Teoretycznie w Polsce również może zapaść wyrok w cztery dni. Zależy to oczywiście od stopnia skomplikowania sprawy, organizacji procesu oraz liczby świadków gotowych do przesłuchania.Sprawa Josefa Fritzla jest bardzo specyficzna, ponieważ poza najbliższą rodziną nie było innych świadków. Nie trzeba więc było przesłuchiwać osób z zewnątrz. Najbliższa rodzina zresztą - a w szczególności żona - odmówiła składania zeznań. Córka zaś ograniczyła się do nagrania swoich zeznań na kasety video, które odsłuchał sąd, i po tym już nic nie dodawała.

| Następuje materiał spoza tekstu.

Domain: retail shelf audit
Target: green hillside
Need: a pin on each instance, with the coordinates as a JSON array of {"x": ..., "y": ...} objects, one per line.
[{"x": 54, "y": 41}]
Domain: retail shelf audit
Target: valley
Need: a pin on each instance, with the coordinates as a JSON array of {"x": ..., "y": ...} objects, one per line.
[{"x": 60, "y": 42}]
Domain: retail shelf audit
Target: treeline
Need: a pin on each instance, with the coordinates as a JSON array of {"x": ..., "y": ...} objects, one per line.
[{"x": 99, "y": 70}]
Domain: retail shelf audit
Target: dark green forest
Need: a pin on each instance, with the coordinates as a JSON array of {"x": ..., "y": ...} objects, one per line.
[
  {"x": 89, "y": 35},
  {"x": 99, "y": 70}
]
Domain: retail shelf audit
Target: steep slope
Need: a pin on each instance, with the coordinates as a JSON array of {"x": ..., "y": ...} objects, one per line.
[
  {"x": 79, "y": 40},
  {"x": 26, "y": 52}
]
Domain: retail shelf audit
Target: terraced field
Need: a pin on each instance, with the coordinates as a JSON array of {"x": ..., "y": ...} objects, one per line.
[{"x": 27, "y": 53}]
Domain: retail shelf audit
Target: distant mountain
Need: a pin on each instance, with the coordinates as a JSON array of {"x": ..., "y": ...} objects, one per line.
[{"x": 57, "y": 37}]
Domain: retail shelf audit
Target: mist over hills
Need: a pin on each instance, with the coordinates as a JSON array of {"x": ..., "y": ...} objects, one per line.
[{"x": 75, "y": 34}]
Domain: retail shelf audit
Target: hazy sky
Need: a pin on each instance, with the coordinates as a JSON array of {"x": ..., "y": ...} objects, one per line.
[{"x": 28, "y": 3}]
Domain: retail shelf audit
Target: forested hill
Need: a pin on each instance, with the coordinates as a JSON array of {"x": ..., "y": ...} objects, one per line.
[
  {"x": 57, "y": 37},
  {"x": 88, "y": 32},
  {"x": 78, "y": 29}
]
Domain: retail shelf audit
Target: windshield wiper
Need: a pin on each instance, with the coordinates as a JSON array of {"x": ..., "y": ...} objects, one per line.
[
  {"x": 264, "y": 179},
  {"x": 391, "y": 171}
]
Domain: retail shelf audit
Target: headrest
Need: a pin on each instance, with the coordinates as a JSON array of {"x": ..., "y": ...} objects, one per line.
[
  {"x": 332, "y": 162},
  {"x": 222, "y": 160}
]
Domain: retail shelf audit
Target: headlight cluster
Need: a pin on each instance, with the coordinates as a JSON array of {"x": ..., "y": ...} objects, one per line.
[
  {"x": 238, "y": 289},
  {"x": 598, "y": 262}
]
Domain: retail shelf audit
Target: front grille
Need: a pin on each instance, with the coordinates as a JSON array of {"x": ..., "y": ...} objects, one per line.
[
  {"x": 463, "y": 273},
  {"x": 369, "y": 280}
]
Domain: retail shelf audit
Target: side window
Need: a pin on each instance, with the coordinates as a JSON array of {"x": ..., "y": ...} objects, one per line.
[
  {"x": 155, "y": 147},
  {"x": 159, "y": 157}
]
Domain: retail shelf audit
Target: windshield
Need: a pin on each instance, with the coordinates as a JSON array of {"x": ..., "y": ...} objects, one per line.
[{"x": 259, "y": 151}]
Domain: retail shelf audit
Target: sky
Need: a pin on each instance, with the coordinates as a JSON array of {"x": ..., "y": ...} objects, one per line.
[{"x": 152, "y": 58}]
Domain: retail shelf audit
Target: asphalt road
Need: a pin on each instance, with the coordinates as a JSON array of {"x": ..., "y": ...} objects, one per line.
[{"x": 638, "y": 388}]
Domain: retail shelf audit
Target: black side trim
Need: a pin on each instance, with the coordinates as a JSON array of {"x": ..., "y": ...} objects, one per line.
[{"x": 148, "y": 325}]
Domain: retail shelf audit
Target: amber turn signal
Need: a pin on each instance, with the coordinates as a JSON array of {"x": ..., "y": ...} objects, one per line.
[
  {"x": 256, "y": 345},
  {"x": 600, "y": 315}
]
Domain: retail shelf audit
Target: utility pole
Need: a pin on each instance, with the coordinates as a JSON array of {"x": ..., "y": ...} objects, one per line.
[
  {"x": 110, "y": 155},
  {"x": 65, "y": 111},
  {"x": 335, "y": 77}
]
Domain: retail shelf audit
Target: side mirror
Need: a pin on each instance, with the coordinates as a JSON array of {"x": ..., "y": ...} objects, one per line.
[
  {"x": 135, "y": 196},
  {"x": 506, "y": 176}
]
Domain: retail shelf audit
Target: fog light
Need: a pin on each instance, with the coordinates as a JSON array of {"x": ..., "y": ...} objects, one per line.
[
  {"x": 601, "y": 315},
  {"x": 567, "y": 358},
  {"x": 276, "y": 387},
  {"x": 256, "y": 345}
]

Niestety, jeśli natomiast chodzi o praktykę sądową w Polsce, to taka sprawa wyglądałaby pewnie inaczej. Proces w Polsce zazwyczaj nie jest tak skoncentrowany jak w Austrii. Odstępy czasowe między rozprawami są duże - czasami nawet zbyt duże. Wprawdzie są formalne ograniczenia, np. jeśli chodzi o przerwę w rozprawie, która nie powinna trwać dłużej niż 21 dni. Jednakjestem przekonany, że w polskich warunkach nawet taki proces trwałby znacznie dłużej i wcześniej niż w dwa, trzy miesiące by się nie skończył.
Miejmy jednak na uwadze, że akurat ten proces był nietypowy. W każdym razie chylimy czoła przed sprawnością austriackiego wymiaru sprawiedliwości. Jestem zwolennikiem tego, by u nas także wyznaczano po kilka terminów sądowych i by podobne procesy kończono w ciągu miesiąca. Wszystko bowiem jest kwestią dobrej organizacji.